Пушкин любил веселую компанию молодых людей. У него было много приятелей между подростками и юнкерами. В Петербурге водил он знакомство с гвардейскою молодежью и принимал деятельное участие в кутежах и попойках. Однажды пригласил он несколько человек в тогдашний ресторан Доминика и угощал их на славу. Входит граф Завадовский и, обращаясь к Пушкину, говорит: «Однако, Александр Сергеевич, видно, туго набит у вас бумажник!» – «Да ведь я богаче вас, – отвечает Пушкин, – вам приходится иной раз проживаться и ждать денег из деревень, а у меня доход постоянный с тридцати шести букв русской азбуки.
Поэт редко бывает дома, Соболевский снова возит его по трактирам, кормит и поит за свой счет. В гостинице Демута было неуютно, поэтому Пушкин все дни проводит в компаниях за игрой в карты. Обычно игра шла среди знакомых, хотя попадались и случайные игроки. Поэту не везло в игре; он редко выигрывал, а проигрывал суммы приличные. Практически все его доходы от изданий поэм и стихотворений уходили на карточные долги. Как беспечно, с какой-то молодецкой удалью он шел на дуэль, так же беззаботно и по-детски Пушкин играл. Азарт в картах, азарт в любви, азарт в жизни и смерти. Испытывать сильные психологические встряски было в характере поэта. Князь П. А. Вяземский, промотавший в игре не одно состояние, писал Пушкину: «Слышу от карамзинских дам жалобы на тебя, что ты пропал без вести, а несется один гул, что играешь не живот, а на смерть. Правда ли? Ах, голубчик, как тебе не совестно?»

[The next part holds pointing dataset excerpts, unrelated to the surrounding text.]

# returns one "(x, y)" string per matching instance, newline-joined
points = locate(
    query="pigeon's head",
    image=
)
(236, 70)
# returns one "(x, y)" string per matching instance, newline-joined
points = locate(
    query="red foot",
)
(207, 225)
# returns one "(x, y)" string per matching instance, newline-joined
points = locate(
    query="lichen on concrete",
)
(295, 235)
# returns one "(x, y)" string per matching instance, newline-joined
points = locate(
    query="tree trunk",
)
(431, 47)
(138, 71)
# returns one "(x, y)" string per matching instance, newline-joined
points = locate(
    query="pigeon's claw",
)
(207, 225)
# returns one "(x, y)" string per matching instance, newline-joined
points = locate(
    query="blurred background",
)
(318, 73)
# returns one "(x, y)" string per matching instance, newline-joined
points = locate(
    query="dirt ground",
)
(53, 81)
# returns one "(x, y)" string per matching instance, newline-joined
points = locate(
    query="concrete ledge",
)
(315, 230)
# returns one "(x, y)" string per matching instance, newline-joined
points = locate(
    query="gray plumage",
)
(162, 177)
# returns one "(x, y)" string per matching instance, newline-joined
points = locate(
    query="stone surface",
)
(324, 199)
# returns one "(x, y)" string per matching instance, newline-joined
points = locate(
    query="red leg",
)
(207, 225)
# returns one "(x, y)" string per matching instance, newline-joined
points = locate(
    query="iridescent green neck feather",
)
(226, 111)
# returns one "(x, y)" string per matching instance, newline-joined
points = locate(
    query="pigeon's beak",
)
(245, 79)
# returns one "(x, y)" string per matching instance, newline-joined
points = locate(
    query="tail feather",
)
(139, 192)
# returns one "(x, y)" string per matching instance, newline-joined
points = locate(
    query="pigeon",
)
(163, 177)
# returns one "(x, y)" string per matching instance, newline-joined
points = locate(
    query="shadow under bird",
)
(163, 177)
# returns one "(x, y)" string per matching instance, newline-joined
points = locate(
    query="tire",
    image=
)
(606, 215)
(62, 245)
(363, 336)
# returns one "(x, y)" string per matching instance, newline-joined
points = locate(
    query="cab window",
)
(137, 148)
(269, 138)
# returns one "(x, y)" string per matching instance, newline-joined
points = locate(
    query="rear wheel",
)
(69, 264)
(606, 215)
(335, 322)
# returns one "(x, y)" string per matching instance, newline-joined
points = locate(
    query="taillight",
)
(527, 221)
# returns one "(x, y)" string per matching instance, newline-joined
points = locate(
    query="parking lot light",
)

Какую-то маниакальную карточную игру Пушкина обсуждали и в Москве, и в Петербурге. Говорили, что поэт проиграл за раз 17000 рублей. «Должники мне не платят, – жаловался он богатому И. Я. Яковлеву, – и дай Бог, чтоб они вовсе не были банкроты, а я (между нами) проиграл уже около 20 т. Во всяком случае, ты первый получишь свои деньги». О карточной игре, любимом после секса занятии, Пушкин откровенно писал:
Ксенофонт Полевой, несколько неприязненно относившийся к поэту, оставил верную характеристику его образа и поведения в Петербурге: «Он жил в гостинице Демута, где занимал бедный нумер, состоявший из двух комнаток, и вел жизнь странную. Оставаясь дома все утро, начинавшееся у него поздно, он, когда был один, читал, лежа в своей постели, а когда к нему приходил гость, он вставал, усаживался за столик с туалетными принадлежностями и, разговаривая, обыкновенно чистил, обтачивал свои ногти, такие длинные, что их можно назвать когтями. Иногда я заставал его за другим столиком – карточным – обыкновенно с каким-нибудь неведомым мне господином, и тогда разговаривать было нельзя.
Известно, что он вел довольно сильную игру и всего чаще продувался в пух. Жалко было смотреть на этого необыкновенного человека, распаленного грубою и глупою страстью. Зато он бывал удивительно умен и приятен в разговоре, касавшемся всего, что может занимать образованный ум. Многие его суждения и замечания невольно врезывались в память. Говоря о своем авторском самолюбии, он сказал мне: “Когда читаю похвалы моим сочинениям, я остаюсь равнодушен: я не дорожу ими; но злая критика, даже бестолковая, раздражает меня”… Самолюбие его проглядывало во всем. Он хотел быть прежде всего светским человеком, принадлежащим к высоко аристократическому кругу. Он ошибался, полагая, будто в светском обществе принимали его, как законного сочлена; напротив, там глядели на него, как на приятного гостя из другой сферы жизни, как на артиста, своего рода Листа или Серве. Светская молодежь любила с ним покутить и поиграть в азартные игры, а это было для него источником бесчисленных неприятностей, так как он вечно был в раздражении, не находя или не умея занять настоящего места…
В 1828 году Пушкин был уже далеко не юноша, тем более, что после бурных годов первой молодости и после тяжких болезней он казался по наружности истощенным и увядшим; резкие морщины виднелись на его лице, но все еще хотел казаться юношей. Раз как-то, не помню, по какому обороту разговора, я произнес стих его, говоря о нем самом:
Ужель мне точно тридцать лет?
Он тотчас возразил: “Нет, нет у меня сказано: ужель мне скоро тридцать лет. Я жду этого рокового термина, а теперь еще не прощаюсь с юностью”. Надо заметить, что до рокового термина оставалось несколько месяцев. Кажется, в этот же раз я сказал, что в сочинениях его встречается иногда такая искренняя веселость, какой нет ни в одном из наших поэтов. Он отвечал, что в основании характер его грустный, меланхолический, и если он иногда бывает в веселом расположении, то редко и не надолго».